Minică Camelia C, Genovese Giulio, Hultman Christina M, Pool René, Vink Jacqueline M, Neale Michael C, Dolan Conor V, Neale Benjamin M
Department of Biological Psychology,Vrije Universiteit,Amsterdam,The Netherlands.
The Stanley Center for Psychiatric Research,Broad Institute of the Massachusetts Institute of Technology and Harvard,Cambridge,MA.
Twin Res Hum Genet. 2017 Apr;20(2):108-118. doi: 10.1017/thg.2017.7. Epub 2017 Feb 27.

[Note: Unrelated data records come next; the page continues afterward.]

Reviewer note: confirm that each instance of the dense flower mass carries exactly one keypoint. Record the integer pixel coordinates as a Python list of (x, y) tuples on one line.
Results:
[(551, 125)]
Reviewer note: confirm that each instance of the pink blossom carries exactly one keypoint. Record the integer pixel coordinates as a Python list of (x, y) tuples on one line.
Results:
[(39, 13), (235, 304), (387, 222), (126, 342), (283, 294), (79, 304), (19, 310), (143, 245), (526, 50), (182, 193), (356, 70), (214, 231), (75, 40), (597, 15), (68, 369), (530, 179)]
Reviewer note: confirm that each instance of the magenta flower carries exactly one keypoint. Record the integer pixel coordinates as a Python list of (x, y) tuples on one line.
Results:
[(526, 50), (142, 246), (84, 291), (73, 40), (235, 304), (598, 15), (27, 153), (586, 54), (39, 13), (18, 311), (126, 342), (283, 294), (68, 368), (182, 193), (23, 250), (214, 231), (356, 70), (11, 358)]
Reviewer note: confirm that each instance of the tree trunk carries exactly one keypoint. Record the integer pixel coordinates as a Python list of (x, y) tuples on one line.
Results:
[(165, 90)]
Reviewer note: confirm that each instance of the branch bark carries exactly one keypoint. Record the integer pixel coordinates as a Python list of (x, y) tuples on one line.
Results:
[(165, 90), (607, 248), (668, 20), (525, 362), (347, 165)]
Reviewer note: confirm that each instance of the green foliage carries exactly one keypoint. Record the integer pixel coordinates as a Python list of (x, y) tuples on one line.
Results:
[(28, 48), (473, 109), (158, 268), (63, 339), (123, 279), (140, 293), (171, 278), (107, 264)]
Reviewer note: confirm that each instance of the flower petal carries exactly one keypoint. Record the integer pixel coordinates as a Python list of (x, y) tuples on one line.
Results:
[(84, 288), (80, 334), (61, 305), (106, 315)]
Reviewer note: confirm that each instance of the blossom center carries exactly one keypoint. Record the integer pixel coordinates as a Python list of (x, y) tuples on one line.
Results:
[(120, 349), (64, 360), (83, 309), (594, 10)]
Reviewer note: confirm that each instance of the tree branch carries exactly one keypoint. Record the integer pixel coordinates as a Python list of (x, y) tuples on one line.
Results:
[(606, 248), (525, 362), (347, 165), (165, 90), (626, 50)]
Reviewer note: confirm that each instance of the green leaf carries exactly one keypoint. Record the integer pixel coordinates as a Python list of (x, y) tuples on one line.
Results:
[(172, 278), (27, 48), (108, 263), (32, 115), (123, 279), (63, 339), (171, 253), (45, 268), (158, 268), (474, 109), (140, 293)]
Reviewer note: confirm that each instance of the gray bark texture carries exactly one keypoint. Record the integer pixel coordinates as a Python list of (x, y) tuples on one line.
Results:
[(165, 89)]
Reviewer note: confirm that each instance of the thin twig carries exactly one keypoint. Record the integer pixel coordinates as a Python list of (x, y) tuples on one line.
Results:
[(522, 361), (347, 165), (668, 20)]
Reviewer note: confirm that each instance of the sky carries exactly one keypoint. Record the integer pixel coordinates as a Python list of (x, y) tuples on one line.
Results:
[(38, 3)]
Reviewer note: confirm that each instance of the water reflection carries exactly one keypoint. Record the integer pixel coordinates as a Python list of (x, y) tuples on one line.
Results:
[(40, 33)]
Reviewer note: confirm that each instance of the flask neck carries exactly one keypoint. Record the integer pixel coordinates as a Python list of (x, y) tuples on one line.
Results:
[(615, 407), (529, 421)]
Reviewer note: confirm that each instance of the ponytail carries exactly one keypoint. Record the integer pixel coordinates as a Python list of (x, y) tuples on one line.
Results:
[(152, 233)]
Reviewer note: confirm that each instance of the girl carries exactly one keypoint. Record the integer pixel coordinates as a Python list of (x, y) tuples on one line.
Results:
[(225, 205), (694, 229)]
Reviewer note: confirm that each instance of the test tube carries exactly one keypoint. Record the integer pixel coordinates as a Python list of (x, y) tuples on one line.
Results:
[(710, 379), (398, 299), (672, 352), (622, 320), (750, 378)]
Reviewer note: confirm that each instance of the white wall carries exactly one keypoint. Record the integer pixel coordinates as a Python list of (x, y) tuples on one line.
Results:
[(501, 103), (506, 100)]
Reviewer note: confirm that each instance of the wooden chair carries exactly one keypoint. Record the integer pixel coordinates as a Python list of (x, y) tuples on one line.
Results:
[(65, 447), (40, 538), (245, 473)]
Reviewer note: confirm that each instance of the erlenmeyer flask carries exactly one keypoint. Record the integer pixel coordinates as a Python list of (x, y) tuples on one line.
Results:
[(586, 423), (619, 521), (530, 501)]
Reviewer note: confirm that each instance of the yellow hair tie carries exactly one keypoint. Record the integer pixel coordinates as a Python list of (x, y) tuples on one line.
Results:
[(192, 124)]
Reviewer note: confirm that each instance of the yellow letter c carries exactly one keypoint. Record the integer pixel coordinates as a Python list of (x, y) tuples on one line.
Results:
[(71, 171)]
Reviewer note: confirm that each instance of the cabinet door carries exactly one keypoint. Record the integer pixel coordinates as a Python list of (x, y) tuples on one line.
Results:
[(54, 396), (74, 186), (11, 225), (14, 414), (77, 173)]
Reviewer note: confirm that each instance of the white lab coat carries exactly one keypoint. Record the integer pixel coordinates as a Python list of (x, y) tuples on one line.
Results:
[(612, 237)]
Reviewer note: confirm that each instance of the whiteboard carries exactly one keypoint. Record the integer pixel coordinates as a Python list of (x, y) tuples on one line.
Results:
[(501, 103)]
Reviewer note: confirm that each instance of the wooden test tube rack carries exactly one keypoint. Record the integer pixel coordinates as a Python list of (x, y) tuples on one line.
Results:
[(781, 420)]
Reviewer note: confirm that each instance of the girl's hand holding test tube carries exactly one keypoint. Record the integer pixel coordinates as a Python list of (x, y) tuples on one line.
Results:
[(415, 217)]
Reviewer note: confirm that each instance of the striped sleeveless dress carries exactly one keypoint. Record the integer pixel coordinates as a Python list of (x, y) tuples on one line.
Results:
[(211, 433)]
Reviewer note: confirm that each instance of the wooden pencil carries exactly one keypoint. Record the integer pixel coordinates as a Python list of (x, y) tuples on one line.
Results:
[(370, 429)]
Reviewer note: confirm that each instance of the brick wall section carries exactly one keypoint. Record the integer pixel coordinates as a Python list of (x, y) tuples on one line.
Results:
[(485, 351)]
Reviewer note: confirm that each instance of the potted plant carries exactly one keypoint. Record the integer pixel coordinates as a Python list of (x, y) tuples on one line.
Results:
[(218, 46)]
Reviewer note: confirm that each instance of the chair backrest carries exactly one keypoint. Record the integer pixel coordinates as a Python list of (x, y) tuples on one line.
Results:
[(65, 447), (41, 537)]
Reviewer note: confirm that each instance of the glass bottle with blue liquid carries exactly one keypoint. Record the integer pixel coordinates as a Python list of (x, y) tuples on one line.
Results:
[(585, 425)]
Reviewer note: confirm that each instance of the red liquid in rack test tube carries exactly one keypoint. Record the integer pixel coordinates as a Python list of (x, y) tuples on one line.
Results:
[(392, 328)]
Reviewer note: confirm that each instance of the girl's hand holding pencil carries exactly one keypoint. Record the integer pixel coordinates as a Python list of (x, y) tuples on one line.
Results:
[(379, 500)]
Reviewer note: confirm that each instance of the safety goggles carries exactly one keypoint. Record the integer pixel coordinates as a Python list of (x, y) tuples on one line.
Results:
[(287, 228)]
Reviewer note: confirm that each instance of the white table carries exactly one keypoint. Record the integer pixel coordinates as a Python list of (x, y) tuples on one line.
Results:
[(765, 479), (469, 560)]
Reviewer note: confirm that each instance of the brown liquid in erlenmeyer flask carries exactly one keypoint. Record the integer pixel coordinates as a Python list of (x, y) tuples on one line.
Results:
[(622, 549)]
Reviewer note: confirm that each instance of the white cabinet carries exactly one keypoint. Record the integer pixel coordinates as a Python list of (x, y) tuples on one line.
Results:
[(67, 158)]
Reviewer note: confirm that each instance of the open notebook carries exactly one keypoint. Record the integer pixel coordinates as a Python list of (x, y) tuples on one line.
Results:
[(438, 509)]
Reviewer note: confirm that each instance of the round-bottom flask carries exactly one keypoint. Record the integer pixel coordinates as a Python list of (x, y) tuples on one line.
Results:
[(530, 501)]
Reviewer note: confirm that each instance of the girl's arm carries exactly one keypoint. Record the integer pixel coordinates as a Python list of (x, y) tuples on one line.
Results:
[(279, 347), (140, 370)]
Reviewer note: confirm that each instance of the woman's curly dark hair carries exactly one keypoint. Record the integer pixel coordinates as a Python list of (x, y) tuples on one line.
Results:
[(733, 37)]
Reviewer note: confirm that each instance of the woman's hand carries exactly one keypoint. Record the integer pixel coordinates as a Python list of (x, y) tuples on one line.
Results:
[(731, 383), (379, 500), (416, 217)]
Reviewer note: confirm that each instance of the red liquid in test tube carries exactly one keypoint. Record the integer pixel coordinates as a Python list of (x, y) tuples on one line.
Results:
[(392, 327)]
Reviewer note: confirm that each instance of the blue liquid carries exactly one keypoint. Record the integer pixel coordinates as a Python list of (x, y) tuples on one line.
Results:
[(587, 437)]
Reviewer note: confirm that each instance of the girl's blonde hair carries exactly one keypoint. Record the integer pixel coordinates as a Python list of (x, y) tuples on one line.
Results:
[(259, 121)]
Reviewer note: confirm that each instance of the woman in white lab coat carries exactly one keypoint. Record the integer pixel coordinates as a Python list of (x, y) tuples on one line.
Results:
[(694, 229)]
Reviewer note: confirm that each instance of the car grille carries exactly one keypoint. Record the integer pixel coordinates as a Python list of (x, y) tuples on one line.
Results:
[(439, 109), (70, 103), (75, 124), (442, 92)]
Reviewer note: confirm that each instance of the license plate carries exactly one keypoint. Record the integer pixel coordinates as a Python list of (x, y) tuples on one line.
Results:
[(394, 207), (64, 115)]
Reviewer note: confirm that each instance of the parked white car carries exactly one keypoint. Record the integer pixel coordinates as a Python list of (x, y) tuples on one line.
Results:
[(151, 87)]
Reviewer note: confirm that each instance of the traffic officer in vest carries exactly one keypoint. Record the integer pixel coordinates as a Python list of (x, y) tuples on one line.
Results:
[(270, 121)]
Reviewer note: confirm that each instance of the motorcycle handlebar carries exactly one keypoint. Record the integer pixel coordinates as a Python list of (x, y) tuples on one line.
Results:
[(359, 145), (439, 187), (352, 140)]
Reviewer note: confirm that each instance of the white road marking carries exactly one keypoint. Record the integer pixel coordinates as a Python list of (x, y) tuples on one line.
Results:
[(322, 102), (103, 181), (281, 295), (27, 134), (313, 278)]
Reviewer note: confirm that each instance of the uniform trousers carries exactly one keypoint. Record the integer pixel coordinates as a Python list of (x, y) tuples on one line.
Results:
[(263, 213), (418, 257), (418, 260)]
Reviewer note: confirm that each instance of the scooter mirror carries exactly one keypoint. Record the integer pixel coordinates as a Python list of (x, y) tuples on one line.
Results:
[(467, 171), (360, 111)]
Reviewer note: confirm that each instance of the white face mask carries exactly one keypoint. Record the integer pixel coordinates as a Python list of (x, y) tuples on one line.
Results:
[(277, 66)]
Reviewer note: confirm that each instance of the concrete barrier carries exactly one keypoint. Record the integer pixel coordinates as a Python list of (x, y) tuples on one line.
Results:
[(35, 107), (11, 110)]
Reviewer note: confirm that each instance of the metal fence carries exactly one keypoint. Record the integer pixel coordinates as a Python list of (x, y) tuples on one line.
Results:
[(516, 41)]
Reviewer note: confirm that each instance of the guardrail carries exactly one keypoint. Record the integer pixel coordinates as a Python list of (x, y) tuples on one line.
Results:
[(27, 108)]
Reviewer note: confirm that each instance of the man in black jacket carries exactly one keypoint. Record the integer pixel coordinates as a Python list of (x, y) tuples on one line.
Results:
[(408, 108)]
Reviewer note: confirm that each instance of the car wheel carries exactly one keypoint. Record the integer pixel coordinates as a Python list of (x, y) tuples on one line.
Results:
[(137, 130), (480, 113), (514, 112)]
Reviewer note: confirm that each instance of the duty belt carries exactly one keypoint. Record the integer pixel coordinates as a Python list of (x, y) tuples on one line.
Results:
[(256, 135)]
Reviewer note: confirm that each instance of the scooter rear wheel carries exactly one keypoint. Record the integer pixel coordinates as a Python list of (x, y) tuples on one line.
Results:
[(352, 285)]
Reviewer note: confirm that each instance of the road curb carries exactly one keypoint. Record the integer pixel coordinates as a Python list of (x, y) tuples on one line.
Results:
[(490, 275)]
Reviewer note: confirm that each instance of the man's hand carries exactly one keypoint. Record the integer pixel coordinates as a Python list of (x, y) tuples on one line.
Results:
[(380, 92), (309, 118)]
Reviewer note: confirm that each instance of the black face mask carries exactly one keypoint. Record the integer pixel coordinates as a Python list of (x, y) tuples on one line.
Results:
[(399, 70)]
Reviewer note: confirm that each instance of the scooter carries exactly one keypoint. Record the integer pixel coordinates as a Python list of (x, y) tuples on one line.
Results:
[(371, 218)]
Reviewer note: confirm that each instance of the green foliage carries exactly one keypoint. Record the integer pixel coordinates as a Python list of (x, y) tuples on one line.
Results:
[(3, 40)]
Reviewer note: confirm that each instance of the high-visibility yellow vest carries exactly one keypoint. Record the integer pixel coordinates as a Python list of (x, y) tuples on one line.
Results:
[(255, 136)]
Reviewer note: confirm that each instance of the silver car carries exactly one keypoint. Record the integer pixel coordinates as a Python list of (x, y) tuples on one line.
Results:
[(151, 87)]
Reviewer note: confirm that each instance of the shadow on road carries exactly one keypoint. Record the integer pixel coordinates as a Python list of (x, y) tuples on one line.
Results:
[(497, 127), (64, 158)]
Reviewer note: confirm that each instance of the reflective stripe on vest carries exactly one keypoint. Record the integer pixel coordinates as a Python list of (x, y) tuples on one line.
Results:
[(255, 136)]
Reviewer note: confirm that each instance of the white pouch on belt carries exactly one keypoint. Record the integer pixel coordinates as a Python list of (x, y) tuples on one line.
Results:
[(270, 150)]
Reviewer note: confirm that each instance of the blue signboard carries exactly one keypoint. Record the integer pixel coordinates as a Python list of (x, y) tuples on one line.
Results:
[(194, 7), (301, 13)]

Sequence-based association studies are at a critical inflexion point with the increasing availability of exome-sequencing data. A popular test of association is the sequence kernel association test (SKAT). Weights are embedded within SKAT to reflect the hypothesized contribution of the variants to the trait variance. Because the true weights are generally unknown, and so are subject to misspecification, we examined the efficiency of a data-driven weighting scheme. We propose the use of a set of theoretically defensible weighting schemes, of which, we assume, the one that gives the largest test statistic is likely to capture best the allele frequency-functional effect relationship. We show that the use of alternative weights obviates the need to impose arbitrary frequency thresholds. As both the score test and the likelihood ratio test (LRT) may be used in this context, and may differ in power, we characterize the behavior of both tests. The two tests have equal power, if the weights in the set included weights resembling the correct ones. However, if the weights are badly specified, the LRT shows superior power (due to its robustness to misspecification). With this data-driven weighting procedure the LRT detected significant signal in genes located in regions already confirmed as associated with schizophrenia - the PRRC2A (p = 1.020e-06) and the VARS2 (p = 2.383e-06) - in the Swedish schizophrenia case-control cohort of 11,040 individuals with exome-sequencing data. The score test is currently preferred for its computational efficiency and power. Indeed, assuming correct specification, in some circumstances, the score test is the most powerful test. However, LRT has the advantageous properties of being generally more robust and more powerful under weight misspecification. This is an important result given that, arguably, misspecified models are likely to be the rule rather than the exception in weighting-based approaches.
随着外显子组测序数据越来越容易获取,基于序列的关联研究正处于一个关键的转折点。一种常用的关联检验方法是序列核关联检验(SKAT)。SKAT中嵌入了权重,以反映变异对性状变异的假设贡献。由于真实权重通常是未知的,因此容易出现错误设定,我们研究了一种数据驱动加权方案的效率。我们提出使用一组理论上合理的加权方案,我们认为,给出最大检验统计量的那个方案可能最能捕捉等位基因频率-功能效应关系。我们表明,使用替代权重无需设定任意频率阈值。由于在此背景下既可以使用得分检验也可以使用似然比检验(LRT),且二者的功效可能不同,我们对这两种检验的行为进行了刻画。如果集合中的权重包含类似于正确权重的权重,则这两种检验具有相同的功效。然而,如果权重设定不当,LRT显示出更高的功效(由于其对错误设定的稳健性)。通过这种数据驱动的加权程序,在瑞典11,040名有外显子组测序数据的精神分裂症病例对照队列中,LRT在已被确认为与精神分裂症相关的区域中的基因——PRRC2A(p = 1.020e - 06)和VARS2(p = 2.383e - 06)中检测到了显著信号。目前,得分检验因其计算效率和功效而更受青睐。实际上,假设设定正确,在某些情况下,得分检验是最具功效的检验。然而,LRT具有通常更稳健且在权重错误设定下更具功效的优势特性。鉴于在基于加权的方法中,错误设定的模型很可能是常态而非例外,这是一个重要的结果。